Remember all that time I took off from writing? Well, I wasn’t idle during that time, but I wasn’t exactly working on projects. You see, I had just gotten Sherlock (my PC) back and started back in on my projects when I realized that this summer was drawing to a close and, between this, other projects and a full-time University course load, I wouldn’t have time to enjoy myself if I didn’t do it now. You can’t just let those summer months float by unacknowledged! So, I thought I’d do a quick pop-culture run-down of what I’ve been viewing and playing to bring you up to speed.

This last week, I was camping, so I didn’t get much watched. However, I did nail out quite a few short story frameworks for the coming month.

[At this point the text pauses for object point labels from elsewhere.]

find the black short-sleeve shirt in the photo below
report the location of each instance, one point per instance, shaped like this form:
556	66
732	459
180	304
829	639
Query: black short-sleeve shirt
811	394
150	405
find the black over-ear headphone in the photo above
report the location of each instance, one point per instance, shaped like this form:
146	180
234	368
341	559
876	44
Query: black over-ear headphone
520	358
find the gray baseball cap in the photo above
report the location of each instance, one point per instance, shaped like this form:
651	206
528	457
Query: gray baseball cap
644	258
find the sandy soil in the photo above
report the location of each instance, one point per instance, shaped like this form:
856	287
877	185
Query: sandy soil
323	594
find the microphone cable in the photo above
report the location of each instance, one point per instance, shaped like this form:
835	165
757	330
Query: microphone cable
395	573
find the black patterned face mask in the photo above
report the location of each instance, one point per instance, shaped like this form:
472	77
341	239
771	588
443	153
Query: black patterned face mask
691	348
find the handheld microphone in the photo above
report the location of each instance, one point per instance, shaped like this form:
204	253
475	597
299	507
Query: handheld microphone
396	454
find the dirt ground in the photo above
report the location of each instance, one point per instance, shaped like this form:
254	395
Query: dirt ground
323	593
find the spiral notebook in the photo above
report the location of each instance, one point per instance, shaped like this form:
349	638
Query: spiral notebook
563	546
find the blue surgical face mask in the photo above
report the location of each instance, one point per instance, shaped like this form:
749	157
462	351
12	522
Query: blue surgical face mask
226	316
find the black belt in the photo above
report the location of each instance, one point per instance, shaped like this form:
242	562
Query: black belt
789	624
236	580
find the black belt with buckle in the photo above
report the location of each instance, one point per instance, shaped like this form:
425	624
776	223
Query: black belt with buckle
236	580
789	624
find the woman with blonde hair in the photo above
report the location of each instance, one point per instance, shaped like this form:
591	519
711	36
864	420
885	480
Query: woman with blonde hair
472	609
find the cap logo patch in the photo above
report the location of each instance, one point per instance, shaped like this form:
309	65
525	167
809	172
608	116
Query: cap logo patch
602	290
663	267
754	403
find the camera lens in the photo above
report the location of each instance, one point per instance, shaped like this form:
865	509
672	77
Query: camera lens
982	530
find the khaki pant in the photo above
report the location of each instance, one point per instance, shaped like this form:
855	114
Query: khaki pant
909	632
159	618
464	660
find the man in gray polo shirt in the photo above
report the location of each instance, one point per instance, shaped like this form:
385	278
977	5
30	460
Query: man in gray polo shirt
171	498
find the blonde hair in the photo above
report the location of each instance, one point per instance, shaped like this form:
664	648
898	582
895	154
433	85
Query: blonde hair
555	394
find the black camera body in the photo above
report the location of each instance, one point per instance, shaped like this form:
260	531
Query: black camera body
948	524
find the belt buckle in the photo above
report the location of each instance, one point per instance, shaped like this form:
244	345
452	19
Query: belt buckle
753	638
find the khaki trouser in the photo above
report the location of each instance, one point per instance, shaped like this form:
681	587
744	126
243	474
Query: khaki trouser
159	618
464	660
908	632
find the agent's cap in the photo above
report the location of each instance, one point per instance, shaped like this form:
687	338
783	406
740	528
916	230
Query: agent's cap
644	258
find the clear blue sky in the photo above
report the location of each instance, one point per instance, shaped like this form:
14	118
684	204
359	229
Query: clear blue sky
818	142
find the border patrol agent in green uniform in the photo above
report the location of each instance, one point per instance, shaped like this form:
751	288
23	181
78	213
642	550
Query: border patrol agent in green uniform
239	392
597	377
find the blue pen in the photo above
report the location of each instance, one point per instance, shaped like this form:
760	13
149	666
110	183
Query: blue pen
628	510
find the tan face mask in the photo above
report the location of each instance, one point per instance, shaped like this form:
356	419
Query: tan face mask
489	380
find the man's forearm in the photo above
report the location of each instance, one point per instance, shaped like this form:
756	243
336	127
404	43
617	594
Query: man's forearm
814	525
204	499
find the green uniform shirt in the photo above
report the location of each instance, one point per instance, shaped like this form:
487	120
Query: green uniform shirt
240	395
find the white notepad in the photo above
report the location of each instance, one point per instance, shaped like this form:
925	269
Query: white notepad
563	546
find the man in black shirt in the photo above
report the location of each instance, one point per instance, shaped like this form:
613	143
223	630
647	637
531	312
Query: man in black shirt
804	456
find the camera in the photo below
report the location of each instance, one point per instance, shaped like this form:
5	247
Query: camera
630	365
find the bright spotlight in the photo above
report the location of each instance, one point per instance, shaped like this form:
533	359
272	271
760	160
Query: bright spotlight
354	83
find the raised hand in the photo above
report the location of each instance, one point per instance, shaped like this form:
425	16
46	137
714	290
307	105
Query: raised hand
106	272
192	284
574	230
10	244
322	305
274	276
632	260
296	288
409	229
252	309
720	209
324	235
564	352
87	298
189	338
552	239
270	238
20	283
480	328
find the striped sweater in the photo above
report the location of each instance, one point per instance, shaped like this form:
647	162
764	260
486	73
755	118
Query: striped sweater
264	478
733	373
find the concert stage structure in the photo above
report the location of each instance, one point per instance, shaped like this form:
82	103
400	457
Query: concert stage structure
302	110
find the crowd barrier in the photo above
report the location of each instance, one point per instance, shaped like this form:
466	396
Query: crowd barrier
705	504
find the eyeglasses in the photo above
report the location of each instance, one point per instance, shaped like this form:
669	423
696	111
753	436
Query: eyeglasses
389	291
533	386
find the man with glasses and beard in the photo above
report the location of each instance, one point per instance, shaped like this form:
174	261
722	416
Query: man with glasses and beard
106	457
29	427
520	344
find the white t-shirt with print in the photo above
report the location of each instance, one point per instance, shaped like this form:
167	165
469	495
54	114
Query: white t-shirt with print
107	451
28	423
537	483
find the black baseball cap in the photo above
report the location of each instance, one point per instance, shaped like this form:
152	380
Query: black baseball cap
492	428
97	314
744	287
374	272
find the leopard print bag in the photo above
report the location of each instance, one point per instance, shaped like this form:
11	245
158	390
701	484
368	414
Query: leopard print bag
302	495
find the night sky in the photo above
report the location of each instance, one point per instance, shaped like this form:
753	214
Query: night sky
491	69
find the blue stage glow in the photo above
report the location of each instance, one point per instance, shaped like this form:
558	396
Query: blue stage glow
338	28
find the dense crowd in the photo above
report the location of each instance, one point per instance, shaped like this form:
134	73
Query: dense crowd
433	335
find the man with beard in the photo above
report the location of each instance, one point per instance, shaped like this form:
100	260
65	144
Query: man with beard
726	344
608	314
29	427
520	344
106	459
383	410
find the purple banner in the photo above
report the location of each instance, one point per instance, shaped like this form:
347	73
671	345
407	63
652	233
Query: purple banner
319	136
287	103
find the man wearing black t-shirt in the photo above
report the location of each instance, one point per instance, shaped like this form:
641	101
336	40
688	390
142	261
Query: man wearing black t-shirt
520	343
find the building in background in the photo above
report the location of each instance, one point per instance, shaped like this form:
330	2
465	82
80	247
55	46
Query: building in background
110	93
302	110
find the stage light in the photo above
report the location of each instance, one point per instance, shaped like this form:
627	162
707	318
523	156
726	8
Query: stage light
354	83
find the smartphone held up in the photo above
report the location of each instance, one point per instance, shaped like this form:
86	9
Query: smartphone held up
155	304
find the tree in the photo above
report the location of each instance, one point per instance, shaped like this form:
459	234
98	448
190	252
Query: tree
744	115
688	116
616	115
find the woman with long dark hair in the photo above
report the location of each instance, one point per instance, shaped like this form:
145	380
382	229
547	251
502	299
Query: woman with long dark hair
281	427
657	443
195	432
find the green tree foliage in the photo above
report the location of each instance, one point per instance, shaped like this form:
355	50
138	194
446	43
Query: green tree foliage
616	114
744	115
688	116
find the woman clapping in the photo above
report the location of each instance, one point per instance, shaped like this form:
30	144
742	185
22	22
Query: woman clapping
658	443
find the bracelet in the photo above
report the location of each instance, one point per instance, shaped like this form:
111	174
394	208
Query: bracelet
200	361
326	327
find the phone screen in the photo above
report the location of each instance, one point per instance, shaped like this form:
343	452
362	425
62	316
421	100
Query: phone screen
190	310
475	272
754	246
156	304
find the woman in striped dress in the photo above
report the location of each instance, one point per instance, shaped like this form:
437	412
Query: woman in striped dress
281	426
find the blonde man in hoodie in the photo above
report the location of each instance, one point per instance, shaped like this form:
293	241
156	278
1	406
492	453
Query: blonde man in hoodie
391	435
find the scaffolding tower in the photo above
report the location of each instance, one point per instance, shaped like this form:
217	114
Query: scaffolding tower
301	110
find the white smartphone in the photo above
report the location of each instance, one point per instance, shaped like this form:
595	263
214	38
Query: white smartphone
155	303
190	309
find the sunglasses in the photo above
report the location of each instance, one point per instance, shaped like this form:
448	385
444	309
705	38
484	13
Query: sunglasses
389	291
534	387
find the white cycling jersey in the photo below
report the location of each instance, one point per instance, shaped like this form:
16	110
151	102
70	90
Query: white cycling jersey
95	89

I realize that this week will have to be a double-post to make up for the stories I’ve missed, but that’s okay. (And here they are! Actionable ContentSolitude and another revamped classic: About A Ham Sandwich) They’re ready and waiting for a final edit. I also got to play some Final Fantasy 14: A Realm Reborn!


Apparently, Squenix acknowledged that the original FF14 was tripe, so they built a new game from the ground up and gave everyone that bought the original a free copy of the new one. Now, that’s taking responsibility for your mistakes, and it’s a company policy I can really get behind. In my mind, they bought so much good will for themselves with that move that I’ll forgive the initial server outages and realm roll-out problems.

The game play itself is pretty standard. My friend and I rolled a Thaumaturge and a Marauder to compare the combat styles and how they’re dealt with. They’ve got pretty simple built-in rotations that won’t blow the mind of anyone familiar with World of Warcraft, but they’re functional. The game itself is beautiful. They didn’t use the always-in-season cartoony-WoW approach. They went for a full-on Final Fantasy graphical style. I know that sounds redundant, but anyone familiar with the FF art-style will know what I’m talking about. The biggest surprise of all wasn’t in the actual game-play, though. It was in the controls.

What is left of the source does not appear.